Mon parcours

Avant la sophrologie…

huguetteAprès avoir exercé l’activité d’assistante de service social dans la région de Brocéliande (Morbihan), je quitte ce poste pour des raisons familiales. Ayant trois enfants, je m’investis dans le bénévolat dans le secteur de la petite enfance (halte garderie, association parents d’élèves, animations d’ateliers dans les classes maternelles).
Novembre 1994, « arrêt sur image », douleurs articulaires, une polyarthrite rhumatoïde est diagnostiquée.
Des années de douleurs, de souffrance et de réduction de motricité s’ensuivent.

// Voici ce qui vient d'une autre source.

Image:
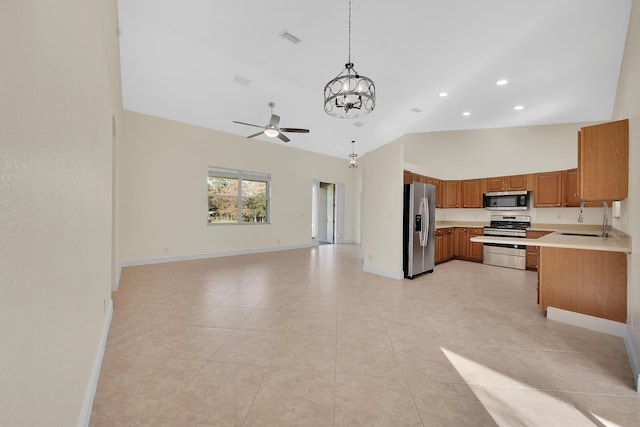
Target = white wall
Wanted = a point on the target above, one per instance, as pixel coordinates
(59, 96)
(628, 106)
(163, 191)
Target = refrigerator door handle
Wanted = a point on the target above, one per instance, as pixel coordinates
(424, 231)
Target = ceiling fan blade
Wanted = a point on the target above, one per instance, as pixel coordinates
(296, 130)
(248, 124)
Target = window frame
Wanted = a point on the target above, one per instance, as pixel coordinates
(239, 176)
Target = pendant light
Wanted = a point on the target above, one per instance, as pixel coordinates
(353, 155)
(350, 94)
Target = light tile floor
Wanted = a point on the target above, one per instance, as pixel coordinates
(305, 338)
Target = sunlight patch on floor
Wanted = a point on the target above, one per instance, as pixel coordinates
(513, 403)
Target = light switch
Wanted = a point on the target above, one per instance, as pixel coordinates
(615, 209)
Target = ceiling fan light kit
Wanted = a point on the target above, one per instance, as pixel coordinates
(350, 94)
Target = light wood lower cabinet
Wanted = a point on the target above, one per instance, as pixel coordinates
(533, 252)
(584, 281)
(476, 249)
(443, 245)
(463, 247)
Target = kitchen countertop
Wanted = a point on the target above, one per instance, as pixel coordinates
(616, 242)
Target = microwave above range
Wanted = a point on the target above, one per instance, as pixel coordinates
(506, 200)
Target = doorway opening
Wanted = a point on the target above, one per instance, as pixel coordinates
(327, 207)
(326, 211)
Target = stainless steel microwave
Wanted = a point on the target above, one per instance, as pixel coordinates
(506, 201)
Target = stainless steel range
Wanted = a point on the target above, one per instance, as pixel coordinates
(504, 254)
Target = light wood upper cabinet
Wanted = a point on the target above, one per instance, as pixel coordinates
(439, 194)
(548, 190)
(571, 198)
(507, 183)
(451, 194)
(472, 190)
(517, 182)
(603, 161)
(496, 184)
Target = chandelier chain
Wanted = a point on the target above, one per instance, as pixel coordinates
(349, 31)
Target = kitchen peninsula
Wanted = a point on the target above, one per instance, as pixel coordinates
(579, 271)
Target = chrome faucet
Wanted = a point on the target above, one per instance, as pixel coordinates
(580, 219)
(605, 228)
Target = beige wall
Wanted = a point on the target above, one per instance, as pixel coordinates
(163, 191)
(59, 95)
(628, 106)
(458, 155)
(493, 152)
(382, 211)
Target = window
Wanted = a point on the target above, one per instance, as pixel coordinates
(238, 197)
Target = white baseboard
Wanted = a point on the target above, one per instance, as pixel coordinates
(90, 393)
(633, 358)
(161, 260)
(398, 275)
(588, 322)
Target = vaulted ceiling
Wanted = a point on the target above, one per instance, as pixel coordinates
(209, 63)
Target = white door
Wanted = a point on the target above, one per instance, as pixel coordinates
(322, 213)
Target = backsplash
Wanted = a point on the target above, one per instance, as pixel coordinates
(538, 215)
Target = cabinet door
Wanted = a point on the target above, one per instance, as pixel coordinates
(439, 193)
(570, 185)
(516, 182)
(603, 161)
(533, 252)
(451, 194)
(571, 198)
(407, 177)
(495, 184)
(548, 190)
(448, 245)
(476, 249)
(460, 243)
(472, 193)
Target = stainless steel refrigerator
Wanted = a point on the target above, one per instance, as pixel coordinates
(419, 228)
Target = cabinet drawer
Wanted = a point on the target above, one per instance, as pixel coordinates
(536, 234)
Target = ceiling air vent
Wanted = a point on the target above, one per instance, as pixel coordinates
(241, 81)
(287, 35)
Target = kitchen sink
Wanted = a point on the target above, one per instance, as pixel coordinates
(581, 234)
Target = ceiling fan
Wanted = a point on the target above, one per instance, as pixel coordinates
(272, 129)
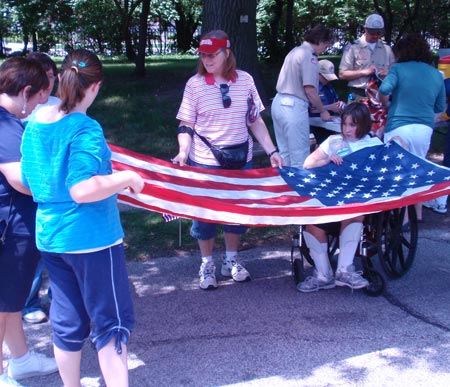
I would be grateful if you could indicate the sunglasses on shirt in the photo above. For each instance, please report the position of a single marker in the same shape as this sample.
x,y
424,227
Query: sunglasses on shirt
x,y
226,100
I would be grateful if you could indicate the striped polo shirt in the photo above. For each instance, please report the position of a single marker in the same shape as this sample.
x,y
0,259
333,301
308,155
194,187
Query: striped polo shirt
x,y
203,108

Heureusement à partir de l’âge de 20 ans, j’ai expérimenté  yoga, méditation, relaxations et autres techniques corporelles.
Elles ont été d’une grande efficacité dans l’accompagnement des thérapeutiques médicamenteuses (allopathiques, phytothérapiques, homéopathiques), énergétiques, kinésithérapie et psychothérapie.
Consciente et confiante, dans la capacité de l’Etre à «s’autoguérir», à trouver en Soi les ressources pour se transformer, un chemin de guérison s‘ouvre devant moi.
Tout au long de ma maladie, je continue de pratiquer le yoga. En delà de la technique, le lien associatif, l’échange humain me permet de garder une vie sociale et de pas m’enfermer dans la maladie. Suffisamment de tonus retrouvé, je prends la responsabilité de l’association « A la rencontre du Yoga » en juillet 2000.

Ma rencontre avec la sophrologie

Je rencontre ensuite Bernard Santerre et la sophrologie.
Très résistante à cette technique au départ, et puis étonnement, je suis « blufflée » !

Je me réapproprie une plus grande motricité. Je fais de grands pas en avant vers l’autonomie sur tous les plans de mon existence. J’intègre la sophrologie dans mon quotidien, elle me permet de traverser de nombreuses épreuves et je m’installe en cabinet en septembre 2007 comme sophrologue à Rennes après avoir été salariée de l’association « Soleil bleu » .

J’ai beaucoup de bonheur à exercer cette profession qui correspond à mes valeurs à travers l‘éthique professionnelle requise pour exercer ce métier.

En conséquence, j’ai signé le code de déontologie.
Je suis  membre la SSO, société de sophrologie de l’Ouest.